TNM staging was performed according to the AJCC 6th edition criteria. The total GRANT score ranged from 0 to 4 points. Patients were stratified into three risk groups for prognostic assessment: low-risk (0–1 points), intermediate-risk (2 points), and high-risk (3–4 points) (see Supplementary Table 1). The primary endpoints were OS and CSS. OS was defined as the time from diagnosis to death from any cause, and CSS was defined as the time from diagnosis to death specifically attributed to pRCC.

Statistical analysis

Continuous variables are presented as mean ± standard deviation or median (interquartile range), while categorical variables are expressed as frequencies (percentages). Kaplan-Meier survival curves were plotted to assess survival differences across GRANT score groups, with inter-group comparisons performed using the log-rank test. A multi-stage variable selection strategy was employed to identify independent prognostic factors. First, univariate Cox regression analysis was conducted for all candidate variables (including age, sex, race, marital status, tumor grade, T stage, N stage, M stage, tumor size, and GRANT score), with statistical significance set at P < 0.05. Variables showing significance in the univariate analysis were subsequently subjected to Least Absolute Shrinkage and Selection Operator (LASSO) regression for dimensionality reduction and feature selection. The optimal penalty parameter (λ) for LASSO was determined via 10-fold cross-validation, retaining predictors with non-zero coefficients. These selected variables were then incorporated into a multivariable Cox proportional hazards regression model using forward LR selection. Finally, a prognostic nomogram was constructed based on the statistically significant variables in the final multivariable model to predict 1-, 3-, and 5-year CSS and OS in pRCC patients.

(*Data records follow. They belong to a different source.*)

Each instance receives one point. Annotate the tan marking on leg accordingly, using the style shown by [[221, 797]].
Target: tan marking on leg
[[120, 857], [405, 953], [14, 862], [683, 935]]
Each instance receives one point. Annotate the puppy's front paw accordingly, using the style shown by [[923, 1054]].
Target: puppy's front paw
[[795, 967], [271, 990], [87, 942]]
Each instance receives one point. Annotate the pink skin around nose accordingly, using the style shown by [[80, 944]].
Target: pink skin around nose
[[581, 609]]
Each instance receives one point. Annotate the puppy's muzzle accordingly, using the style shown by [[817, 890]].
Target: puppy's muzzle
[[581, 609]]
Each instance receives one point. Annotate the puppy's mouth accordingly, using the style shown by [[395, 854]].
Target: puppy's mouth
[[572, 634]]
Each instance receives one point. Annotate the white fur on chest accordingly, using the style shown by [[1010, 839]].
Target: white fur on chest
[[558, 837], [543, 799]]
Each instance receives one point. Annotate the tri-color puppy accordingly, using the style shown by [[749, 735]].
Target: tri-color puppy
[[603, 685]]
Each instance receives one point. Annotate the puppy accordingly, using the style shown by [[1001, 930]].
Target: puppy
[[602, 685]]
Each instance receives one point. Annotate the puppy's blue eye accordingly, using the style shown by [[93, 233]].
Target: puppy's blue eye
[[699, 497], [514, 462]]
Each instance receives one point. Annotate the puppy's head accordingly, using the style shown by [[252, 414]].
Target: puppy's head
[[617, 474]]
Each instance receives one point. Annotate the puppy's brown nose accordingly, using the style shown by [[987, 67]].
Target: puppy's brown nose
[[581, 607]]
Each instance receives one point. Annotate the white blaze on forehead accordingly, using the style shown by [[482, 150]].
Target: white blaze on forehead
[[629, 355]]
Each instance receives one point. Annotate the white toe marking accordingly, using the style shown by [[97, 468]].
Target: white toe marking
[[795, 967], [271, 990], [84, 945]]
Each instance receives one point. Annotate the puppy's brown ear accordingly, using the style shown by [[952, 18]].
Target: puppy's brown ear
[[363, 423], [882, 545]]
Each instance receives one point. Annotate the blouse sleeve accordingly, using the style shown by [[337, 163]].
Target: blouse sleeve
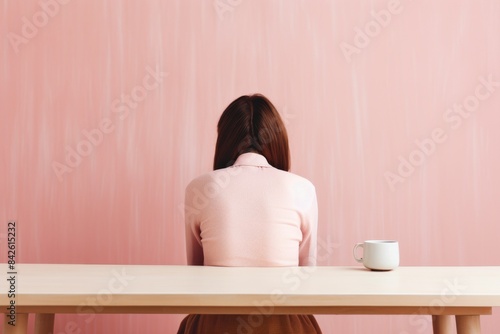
[[309, 227], [194, 248]]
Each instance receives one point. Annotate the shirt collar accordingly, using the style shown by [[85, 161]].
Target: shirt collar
[[251, 159]]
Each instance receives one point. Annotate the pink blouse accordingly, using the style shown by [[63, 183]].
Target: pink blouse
[[251, 214]]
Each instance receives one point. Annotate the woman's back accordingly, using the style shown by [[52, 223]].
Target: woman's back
[[251, 214]]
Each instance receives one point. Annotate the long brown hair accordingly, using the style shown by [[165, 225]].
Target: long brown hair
[[251, 124]]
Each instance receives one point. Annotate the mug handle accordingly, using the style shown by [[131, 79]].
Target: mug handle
[[360, 259]]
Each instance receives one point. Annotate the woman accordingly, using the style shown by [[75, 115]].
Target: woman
[[250, 211]]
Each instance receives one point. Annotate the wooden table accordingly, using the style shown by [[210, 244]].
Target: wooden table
[[443, 292]]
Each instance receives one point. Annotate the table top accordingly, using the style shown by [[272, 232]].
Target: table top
[[167, 285]]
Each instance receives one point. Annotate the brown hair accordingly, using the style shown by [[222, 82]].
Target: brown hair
[[251, 124]]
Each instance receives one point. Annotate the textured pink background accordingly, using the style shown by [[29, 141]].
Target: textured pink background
[[348, 123]]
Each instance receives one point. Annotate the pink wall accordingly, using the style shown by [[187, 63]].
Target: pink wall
[[354, 104]]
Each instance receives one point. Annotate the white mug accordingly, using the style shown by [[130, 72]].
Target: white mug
[[378, 254]]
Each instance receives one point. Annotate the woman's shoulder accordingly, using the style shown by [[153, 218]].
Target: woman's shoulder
[[296, 179]]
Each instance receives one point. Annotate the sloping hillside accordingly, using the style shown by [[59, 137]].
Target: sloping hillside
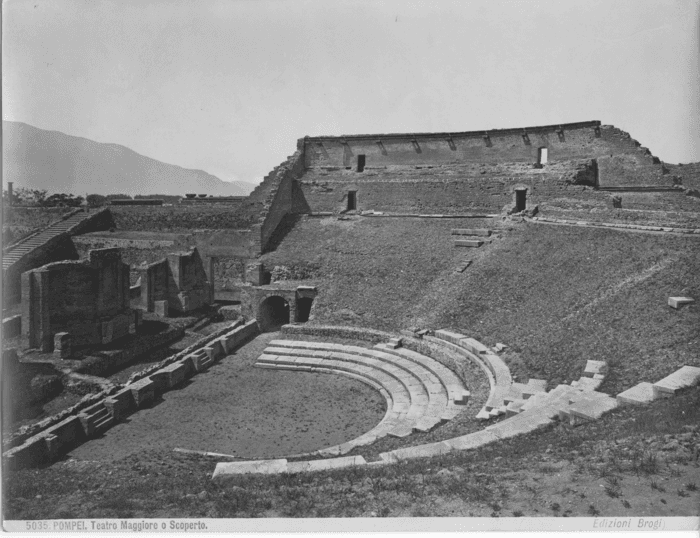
[[58, 162], [555, 295]]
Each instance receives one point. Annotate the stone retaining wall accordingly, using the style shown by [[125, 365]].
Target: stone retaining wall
[[28, 447]]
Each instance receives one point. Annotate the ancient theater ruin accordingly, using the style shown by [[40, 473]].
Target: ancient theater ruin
[[464, 280]]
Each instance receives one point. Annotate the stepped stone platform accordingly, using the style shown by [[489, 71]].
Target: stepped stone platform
[[420, 392], [472, 243], [686, 377], [530, 406], [124, 400]]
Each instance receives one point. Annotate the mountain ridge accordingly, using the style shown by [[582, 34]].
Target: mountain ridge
[[58, 162]]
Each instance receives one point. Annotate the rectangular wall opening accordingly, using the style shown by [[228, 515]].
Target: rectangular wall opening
[[352, 200]]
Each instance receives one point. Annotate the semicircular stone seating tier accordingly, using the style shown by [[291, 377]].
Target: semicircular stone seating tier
[[420, 392], [576, 403], [528, 406]]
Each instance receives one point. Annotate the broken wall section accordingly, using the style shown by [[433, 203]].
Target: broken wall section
[[88, 299], [178, 282]]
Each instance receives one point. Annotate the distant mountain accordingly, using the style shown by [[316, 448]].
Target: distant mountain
[[58, 162]]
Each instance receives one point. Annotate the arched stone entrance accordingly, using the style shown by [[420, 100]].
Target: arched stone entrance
[[303, 309], [273, 313]]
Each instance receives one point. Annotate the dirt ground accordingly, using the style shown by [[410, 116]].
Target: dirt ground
[[247, 412]]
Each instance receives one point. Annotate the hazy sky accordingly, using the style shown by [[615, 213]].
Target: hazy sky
[[228, 86]]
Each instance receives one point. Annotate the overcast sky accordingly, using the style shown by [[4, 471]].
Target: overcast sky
[[228, 86]]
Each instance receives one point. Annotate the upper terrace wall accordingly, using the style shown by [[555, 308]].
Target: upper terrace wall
[[178, 218], [88, 298], [446, 189], [625, 161]]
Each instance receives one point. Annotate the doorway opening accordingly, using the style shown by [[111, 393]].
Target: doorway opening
[[352, 200], [304, 309], [273, 313]]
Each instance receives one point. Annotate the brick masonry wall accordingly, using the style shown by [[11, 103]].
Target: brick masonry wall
[[445, 189], [181, 218]]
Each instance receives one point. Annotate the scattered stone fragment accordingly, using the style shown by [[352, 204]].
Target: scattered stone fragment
[[677, 302]]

To evaluate the predictive performance of the GRANT score and the nomogram, both internal and external validations were performed. The concordance index (C-index) and its 95% confidence interval were used to assess the overall discriminative ability of the models. Time-dependent receiver operating characteristic (ROC) curve analysis was used to calculate the area under the curve (AUC) at 1, 3, and 5 years, evaluating the models’ discriminative power at specific time points. Calibration curves were plotted to analyze the agreement between predicted probabilities and observed outcomes. Internal validation of discrimination and calibration was performed using the bootstrap method with 1000 resamples. Furthermore, based on the risk scores derived from the nomogram, optimal cut-off values were determined using X-tile software (version 3.6.1) to categorize patients into low-, intermediate-, and high-risk groups.

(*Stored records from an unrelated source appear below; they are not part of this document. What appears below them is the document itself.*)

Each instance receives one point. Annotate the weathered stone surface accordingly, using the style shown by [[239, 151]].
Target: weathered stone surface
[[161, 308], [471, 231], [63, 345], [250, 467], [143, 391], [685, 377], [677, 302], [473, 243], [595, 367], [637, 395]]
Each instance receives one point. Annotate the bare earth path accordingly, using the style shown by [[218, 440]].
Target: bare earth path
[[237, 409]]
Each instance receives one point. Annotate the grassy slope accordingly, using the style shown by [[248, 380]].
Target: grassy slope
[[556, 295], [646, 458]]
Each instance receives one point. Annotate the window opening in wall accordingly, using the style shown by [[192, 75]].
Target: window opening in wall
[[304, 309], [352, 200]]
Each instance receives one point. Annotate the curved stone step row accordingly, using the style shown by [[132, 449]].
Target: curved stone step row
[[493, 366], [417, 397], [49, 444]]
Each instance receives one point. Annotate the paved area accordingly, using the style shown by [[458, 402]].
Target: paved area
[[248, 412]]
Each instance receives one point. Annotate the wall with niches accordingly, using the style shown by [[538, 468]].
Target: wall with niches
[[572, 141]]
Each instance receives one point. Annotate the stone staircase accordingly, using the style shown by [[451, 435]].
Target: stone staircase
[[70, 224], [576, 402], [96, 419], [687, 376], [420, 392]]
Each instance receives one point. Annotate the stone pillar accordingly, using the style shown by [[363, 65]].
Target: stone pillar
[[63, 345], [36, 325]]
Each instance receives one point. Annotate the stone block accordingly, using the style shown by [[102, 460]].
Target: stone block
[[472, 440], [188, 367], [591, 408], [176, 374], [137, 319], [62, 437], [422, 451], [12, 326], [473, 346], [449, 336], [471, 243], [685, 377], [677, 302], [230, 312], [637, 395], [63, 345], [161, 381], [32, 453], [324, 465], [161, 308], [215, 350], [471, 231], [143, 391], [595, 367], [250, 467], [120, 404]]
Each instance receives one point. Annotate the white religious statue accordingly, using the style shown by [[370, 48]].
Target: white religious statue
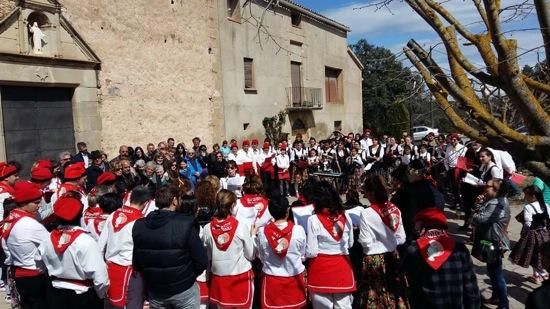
[[37, 38]]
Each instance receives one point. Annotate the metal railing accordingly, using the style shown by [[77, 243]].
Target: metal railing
[[304, 98]]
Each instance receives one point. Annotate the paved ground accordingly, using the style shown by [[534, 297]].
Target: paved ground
[[516, 277]]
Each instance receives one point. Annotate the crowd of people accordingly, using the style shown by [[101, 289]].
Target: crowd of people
[[173, 226]]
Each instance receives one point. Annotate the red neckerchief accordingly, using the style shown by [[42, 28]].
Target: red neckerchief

All statistical analyses were performed using SPSS 26.0 and R language (version 4.4.3). A two-sided P value < 0.05 was considered statistically significant.

Results

Patient baseline characteristics

A total of 5,690 patients with pRCC meeting the inclusion criteria were included in this study, with data sourced from the SEER database. These patients were randomly assigned to a training set (n=4,001) and an internal validation set (n=1,689). Additionally, 151 pRCC patients from our institution were enrolled as an external validation cohort. As shown in Table 1, significant differences in baseline characteristics were observed among the cohorts (χ² test, specific P-values are detailed in Table 1). In the SEER cohort, male patients accounted for 73.41% (4,177/5,690), and White individuals constituted 69.67% (3,964/5,690). Regarding pathological stage and grade, 51.88% (2,952/5,690) of patients had Fuhrman grade 2, 72.58% (4,130/5,690) were classified as T1 stage (AJCC 6th edition), and 76.19% (4,335/5,690) were in GRANT grade 1. In the external validation cohort, male patients accounted for 70.20% (106/151), 43.71% (66/151) had Fuhrman grade 2, 38.41% (58/151) were T1 stage, and 71.52% (108/151) were in GRANT grade 1. Other detailed clinicopathological characteristics are presented in Table 1.

Table 1

Table 1. Demographic and clinicopathological characteristics of patients in the training and validation cohorts.

Survival analysis based on GRANT score and prognostic factor assessment

Stratified analysis of OS and CSS was performed for pRCC patients according to their GRANT scores. Kaplan-Meier survival curves demonstrated significant differences in both OS and CSS among the different GRANT score groups in both the training and validation cohorts (log-rank test, all P < 0.05; Figure 2). To further evaluate the predictive performance of the GRANT score, the C-index and time-dependent AUC at 1, 3, and 5 years were calculated in the training cohort. For OS, the C-index was 0.621 in the training cohort, with 1-, 3-, and 5-year AUCs of 0.696, 0.675, and 0.657, respectively. In the internal validation cohort, the C-index for OS was 0.621, with corresponding AUCs of 0.697, 0.671, and 0.662. The external validation cohort showed a C-index of 0.661 for OS, with AUCs of 0.676, 0.696, and 0.675, respectively. The corresponding results for CSS are detailed in Supplementary Table 2.

Figure 2

Figure 2. Kaplan-Meier survival curves stratified by GRANT score. (A) Overall survival (OS) in the training cohort. (B) OS in the internal validation cohort. (C) OS in the external validation cohort. (D) Cancer-specific survival (CSS) in the training cohort. (E) CSS in the internal validation cohort. (F) CSS in the external validation cohort.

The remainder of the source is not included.